Wendy was immediately drawn to technology, she started researching online on technology companies while also studying the work they did. In November 2019, after 5 months of volunteering at DDD, Calvince informed her of the AkiraChix codeHive program intake that was happening at that same time. She did her research on the program, following the stories and career developments of the codeHive alumni and after a while she was completely sold.

“It’s a free program, tech, only women and it’s a residential program in the Nairobi suburbs of Kilimani. This was the perfect opportunity for me!” Wendy enthuses.

Wendy made her application and to her pleasant surprise, she was accepted.

“I thank God I got this scholarship, I got a C- so there was no direct entry into a public university.”

As the codeHIve 2020 program kicked off, Wendy was eager to learn, and everything was going on splendidly, but just six weeks since her journey at AkiraChix began, Wendy was met with another hurdle in her pathway. On Friday, March 13 2020, Kenya announced its first case of COVID-19 and following a government edict, all learning institutions were directed to close. All 52 students in the codeHive residential program had to go home.

Thankfully, all hope was not lost because at the start of April 2020, codeHive Lite was kicked off and classes picked back up virtually, though not without it's challenges.

“It was hard, we had to study via WhatsApp, there were internet connection issues for some of us, we couldn't talk to our friends until the end of classes, I had to find a balance between learning and doing my house chores, then there was my noisy kid brother, not to mention how bad Mum's business was doing thanks to the pandemic. It was a lot to handle but I did my best.”

Wendy decided to resume volunteer work with Crime Si Poa in between classes where she would get a stipend and lunch- a perk that helped ease the pressures at home. She was able to once again serve her community by conducting environmental cleanups, sharing information on COVID-19 prevention, and carrying out peer education sessions where she taught on sexual and reproductive health with most at-risk youth.

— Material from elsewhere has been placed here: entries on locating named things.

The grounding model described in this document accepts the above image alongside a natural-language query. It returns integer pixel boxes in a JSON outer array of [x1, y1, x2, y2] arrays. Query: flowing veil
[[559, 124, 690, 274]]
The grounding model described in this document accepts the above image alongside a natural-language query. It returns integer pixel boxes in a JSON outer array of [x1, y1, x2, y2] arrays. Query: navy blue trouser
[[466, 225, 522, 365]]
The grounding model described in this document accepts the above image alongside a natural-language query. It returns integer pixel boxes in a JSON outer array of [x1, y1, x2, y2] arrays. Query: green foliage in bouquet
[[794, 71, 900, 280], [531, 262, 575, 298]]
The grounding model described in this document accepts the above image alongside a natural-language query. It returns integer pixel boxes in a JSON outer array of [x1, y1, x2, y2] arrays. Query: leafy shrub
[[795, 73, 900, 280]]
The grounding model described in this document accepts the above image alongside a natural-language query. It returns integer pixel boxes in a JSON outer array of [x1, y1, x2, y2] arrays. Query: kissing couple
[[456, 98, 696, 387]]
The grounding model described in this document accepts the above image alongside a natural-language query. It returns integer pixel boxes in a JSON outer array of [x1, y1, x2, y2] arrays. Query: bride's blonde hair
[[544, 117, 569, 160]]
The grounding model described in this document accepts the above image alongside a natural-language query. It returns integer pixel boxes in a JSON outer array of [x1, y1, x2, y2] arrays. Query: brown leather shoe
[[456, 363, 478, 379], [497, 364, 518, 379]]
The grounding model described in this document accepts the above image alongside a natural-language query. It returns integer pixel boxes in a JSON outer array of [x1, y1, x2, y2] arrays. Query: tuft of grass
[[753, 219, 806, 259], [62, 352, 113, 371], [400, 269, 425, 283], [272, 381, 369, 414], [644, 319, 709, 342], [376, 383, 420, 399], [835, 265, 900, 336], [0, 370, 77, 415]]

When the ban on public meetings lifted later in the year, in-person classes resumed and Wendy was back on campus August 2020. She recalls how it was a struggle reconciling all she was learning virtually, and what she was now picking from the physical classes. “Whatever I was learning at home, I didn’t quite understand. It felt like I was going back to March when the program was starting.”

Wendy did not let this break stop her though, and after a few weeks of adjusting, she caught up with class work, this time with more clarity about what she was really passionate about; coding.

“I am drawn towards back-end development with Python, I don’t need to be pushed to do it. When it comes to coding python I have that inner drive.”

Wendy is determined to push forward, as she nears graduation in November 2020. And hopes to one day be a founder of an organization that mentors other young women to success.

“I have learnt along the way I need to be open-minded. If I am not successful in this life is because of me not being open-minded,” Wendy concludes.